All the other characters were excellent too. I particularly liked Angela Down as Maria Bolkonskya, Frank Middlemass as Kutuzov and David Swift as a very convincing Napoleon Bonaparte. Donald Douglas, who played Tsar Alexander, looked exactly like the famous portrait of the Tsar. I felt sorry for Fiona Gaunt, who played Helene, Pierre’s wife, whose acting talents were rendered irrelevant by costumes that displayed her other assets in full measure. No wonder Pierre was so distracted that he was mesmerised into marriage. Any man would have been.

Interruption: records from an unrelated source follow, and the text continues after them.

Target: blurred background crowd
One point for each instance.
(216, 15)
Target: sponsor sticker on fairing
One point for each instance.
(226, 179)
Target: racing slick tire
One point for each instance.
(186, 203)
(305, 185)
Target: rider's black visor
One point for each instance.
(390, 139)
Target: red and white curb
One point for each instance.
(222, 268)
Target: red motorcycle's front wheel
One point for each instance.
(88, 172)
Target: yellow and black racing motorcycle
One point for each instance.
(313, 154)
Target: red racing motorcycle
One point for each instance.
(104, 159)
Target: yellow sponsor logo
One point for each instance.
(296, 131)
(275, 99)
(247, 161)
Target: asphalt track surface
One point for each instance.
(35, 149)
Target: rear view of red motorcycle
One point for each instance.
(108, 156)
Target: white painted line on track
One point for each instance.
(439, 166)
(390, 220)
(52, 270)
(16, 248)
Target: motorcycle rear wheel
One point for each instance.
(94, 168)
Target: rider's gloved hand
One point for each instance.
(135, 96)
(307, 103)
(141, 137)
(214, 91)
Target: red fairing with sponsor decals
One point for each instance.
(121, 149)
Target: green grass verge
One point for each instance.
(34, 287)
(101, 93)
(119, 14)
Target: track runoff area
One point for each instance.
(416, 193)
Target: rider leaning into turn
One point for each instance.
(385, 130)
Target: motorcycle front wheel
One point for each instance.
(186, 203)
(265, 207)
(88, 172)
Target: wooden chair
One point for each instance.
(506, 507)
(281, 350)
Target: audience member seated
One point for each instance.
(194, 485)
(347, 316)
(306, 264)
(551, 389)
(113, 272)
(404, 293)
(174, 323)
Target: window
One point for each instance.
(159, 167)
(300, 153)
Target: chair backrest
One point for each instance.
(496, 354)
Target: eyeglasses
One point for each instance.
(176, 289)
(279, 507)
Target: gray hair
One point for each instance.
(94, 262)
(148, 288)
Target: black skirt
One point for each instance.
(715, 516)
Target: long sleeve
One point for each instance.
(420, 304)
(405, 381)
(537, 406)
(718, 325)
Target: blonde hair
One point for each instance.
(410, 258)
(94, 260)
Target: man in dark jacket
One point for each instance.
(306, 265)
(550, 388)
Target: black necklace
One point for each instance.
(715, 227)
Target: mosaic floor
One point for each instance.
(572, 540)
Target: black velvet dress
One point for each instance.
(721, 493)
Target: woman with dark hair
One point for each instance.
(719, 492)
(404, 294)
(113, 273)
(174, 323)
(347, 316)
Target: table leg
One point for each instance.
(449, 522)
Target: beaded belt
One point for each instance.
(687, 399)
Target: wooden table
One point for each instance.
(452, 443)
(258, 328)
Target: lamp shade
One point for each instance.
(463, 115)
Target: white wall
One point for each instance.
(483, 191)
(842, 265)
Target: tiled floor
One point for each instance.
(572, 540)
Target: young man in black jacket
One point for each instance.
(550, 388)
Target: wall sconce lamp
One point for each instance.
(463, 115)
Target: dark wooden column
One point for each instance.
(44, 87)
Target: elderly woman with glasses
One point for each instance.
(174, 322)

The 20-episode format allowed the script to do full justice to the length of the books, and if the war episodes felt a little too long and the peace ones too short, that was probably just me. This was an excellent attempt to make the definitive TV version of the film and I think it succeeds pretty well.
BBC TV series 2016
Alas and alack, the remake of the definitive version is always going to be… difficult, shall we say. The 1972 version had 20 45-minute episodes, a cast of literally thousands, a budget I don’t even want to think about and (the clincher) Anthony Hopkins as Pierre. This one is 6 1-hour episodes and no amount of creative juggling is going to make it feel anything other than rushed. Add to that the need to show every death in extended glory, and the result feels like War and Peace: the Cliff Notes edition. Moments like the Rostovs departure from Moscow, which took an entire episode in the original, was just a few minutes here. People met, fell in love and were married almost instantly. There was very little time to do more than touch base with the main events of the book, and none at all for the deeper philosophical musings. Significant characters like the Tsar, Napoleon and Kutuzov were reduced to walk-on roles.
Having said all that, I enjoyed it pretty well anyway. There seemed to be more emphasis on the peace parts of the story, which suited me a lot better than the endless shots of men dying in a variety of unpleasant ways. The balls and other social events were lovely, and the homes of the aristocrats were absolutely spectacular. The Russian winter felt very authentic. The acting was uniformly excellent, although I didn’t feel that anyone particularly stood out. Greta Scacchi, maybe. My only (mild) grumble was Paul Dano as Pierre Bezukhov, whose quirky features took me a while to get used to. He just didn’t feel like Pierre to me, but I realise that’s a highly personal reaction. His acting, particularly in the later episodes, was perfect, however.
Ultimately, there was nothing at all wrong with this. It’s a perfectly workable update on the original, condensed and brought into line with modern sensibilities, with more gore, more of the ‘feels’, and less actual plot. The original is much better, though, in almost every way.